In 1974 I was a first-year law student when my father's textbooks were "burned and banned" in Charleston, W. Va. No student ever read a single page. It was part of the beginning battle in the culture war that continues to this day, about whether "American exceptionalism" is what we should teach our kids.
A local school board member in Charleston, Alice Moore, thought the books "un-American and anti-Christian" because they incorporated "ghetto-dialect," included stories written by Black authors and didn't inculcate Christian values.

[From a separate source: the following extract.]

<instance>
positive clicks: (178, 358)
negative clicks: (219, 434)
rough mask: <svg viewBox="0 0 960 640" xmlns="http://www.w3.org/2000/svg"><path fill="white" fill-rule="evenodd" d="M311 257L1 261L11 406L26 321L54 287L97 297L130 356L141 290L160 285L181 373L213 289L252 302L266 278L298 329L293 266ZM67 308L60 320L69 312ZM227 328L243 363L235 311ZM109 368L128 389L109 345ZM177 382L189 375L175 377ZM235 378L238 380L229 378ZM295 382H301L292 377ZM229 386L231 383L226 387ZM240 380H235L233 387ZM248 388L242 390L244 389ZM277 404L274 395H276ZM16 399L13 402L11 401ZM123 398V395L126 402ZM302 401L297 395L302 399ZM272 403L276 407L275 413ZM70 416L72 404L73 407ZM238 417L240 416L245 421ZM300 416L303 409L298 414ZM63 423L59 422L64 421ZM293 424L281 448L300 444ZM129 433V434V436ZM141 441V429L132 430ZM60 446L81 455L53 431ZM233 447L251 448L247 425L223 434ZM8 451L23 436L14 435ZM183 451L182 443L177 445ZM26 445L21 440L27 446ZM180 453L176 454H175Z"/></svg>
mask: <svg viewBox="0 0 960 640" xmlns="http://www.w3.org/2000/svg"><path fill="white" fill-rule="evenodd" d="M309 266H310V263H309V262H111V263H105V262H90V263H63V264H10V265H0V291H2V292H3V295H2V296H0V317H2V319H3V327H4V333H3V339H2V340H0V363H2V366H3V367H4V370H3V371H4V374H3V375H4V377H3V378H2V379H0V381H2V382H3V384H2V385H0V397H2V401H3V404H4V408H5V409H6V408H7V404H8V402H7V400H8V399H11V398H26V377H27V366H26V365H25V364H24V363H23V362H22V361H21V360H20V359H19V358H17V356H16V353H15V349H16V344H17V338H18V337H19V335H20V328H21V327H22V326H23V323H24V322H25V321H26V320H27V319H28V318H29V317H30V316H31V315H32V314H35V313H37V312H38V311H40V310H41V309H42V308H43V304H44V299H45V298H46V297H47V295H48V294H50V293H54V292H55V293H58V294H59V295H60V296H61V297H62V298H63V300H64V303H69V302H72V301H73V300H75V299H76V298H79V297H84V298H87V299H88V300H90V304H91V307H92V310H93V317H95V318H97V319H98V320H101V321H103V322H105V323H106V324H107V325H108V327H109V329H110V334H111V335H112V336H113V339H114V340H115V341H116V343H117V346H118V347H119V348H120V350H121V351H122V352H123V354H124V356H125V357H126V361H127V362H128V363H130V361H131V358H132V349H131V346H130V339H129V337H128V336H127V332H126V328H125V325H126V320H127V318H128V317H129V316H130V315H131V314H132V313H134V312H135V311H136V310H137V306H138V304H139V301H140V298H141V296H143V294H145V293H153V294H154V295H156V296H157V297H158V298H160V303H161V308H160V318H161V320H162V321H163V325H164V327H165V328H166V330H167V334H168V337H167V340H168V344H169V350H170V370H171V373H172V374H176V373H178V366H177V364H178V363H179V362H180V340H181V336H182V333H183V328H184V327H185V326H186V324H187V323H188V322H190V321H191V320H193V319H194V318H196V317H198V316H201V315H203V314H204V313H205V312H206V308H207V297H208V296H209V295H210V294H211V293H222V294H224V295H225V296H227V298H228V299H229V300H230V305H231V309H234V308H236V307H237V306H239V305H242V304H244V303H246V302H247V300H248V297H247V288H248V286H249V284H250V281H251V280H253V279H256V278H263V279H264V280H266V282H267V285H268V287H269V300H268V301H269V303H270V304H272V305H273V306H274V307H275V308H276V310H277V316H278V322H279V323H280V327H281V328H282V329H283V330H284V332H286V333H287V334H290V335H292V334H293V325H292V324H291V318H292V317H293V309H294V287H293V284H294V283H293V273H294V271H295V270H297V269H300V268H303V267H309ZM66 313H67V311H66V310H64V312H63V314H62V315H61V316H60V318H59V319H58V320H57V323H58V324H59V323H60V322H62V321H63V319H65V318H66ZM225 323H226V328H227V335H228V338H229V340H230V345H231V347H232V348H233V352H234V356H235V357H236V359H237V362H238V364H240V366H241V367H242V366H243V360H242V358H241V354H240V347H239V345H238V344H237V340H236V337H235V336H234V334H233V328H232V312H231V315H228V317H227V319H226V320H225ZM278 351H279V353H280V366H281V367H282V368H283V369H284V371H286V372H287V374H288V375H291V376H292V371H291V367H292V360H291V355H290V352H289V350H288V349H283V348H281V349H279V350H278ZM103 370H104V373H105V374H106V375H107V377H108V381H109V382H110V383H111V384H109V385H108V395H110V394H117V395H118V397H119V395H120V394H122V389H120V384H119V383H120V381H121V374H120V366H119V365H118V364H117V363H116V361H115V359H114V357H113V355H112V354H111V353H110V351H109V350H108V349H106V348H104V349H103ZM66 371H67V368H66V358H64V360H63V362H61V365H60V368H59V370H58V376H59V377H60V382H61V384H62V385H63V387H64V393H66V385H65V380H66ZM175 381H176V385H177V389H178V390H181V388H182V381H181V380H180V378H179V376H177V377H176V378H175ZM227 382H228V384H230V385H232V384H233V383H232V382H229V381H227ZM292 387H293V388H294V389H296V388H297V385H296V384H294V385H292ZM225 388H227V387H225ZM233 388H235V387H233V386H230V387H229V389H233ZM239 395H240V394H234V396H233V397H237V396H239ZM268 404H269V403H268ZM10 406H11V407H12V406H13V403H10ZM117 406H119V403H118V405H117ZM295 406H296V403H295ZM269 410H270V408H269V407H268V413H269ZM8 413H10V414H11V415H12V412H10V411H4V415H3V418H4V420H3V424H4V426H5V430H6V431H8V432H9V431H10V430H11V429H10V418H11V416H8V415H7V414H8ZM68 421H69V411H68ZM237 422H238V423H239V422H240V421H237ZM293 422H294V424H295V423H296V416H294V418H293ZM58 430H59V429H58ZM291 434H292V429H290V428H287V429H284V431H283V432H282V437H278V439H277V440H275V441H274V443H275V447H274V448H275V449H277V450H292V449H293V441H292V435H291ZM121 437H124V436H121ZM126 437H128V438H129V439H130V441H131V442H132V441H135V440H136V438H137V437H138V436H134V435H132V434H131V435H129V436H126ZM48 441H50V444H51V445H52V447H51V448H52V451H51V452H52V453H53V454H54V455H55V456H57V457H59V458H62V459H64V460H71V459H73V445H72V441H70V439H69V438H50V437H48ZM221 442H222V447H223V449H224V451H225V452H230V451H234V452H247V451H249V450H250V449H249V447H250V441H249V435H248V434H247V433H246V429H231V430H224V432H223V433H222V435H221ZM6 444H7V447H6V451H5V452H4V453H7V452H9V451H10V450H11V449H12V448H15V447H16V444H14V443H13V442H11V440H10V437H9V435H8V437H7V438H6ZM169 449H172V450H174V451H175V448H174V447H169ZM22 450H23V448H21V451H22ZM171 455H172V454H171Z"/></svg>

The books were a grade school reading series called "Communicating" and published by D.C. Heath and Company to replace the lily-white "Dick, Jane, Sally & Spot" era textbooks many schools in America were still using despite the integration of public schools.
I was born in 1950 while Dad was driving a taxi and studying for his master's degree in linguistics at the University of Chicago. He had wanted to be a teacher, but his mild stuttering problem made that difficult, so he aspired instead to be a writer, and ended up becoming a grade-school textbook writer and editor.
Readers of my age — whether they grew up in the East, West, South or Midwest — may have learned English using Science Research Associates' (SRA) individualized learning program. That was my dad's work!
In the late 1960s, the U.S. Department of Education changed curriculum guidelines to encourage more multiculturalism in schools. That's when D.C. Heath and Co. approached my dad about authoring a new multicultural grade-school reading program. For three years Dad poured his life into "Communicating," and in 1973 the D.C. Heath sales force headed out across the country to make sales.
The schoolteachers in West Virginia were the first in the nation to select the series written by John Dawkins. The school board for Kanawha County (Charleston) initially went along with the teachers' selection. But on the board was the wife of an Evangelical preacher, Alice Moore.
Moore had won her seat campaigning against sex education in schools. After the initial board approval of the books, she took it upon herself to look at every book selected, including the high school literature curriculum, which included Eldridge Cleaver's "Soul on Ice." She organized opposition against all the books adopted, including my father's.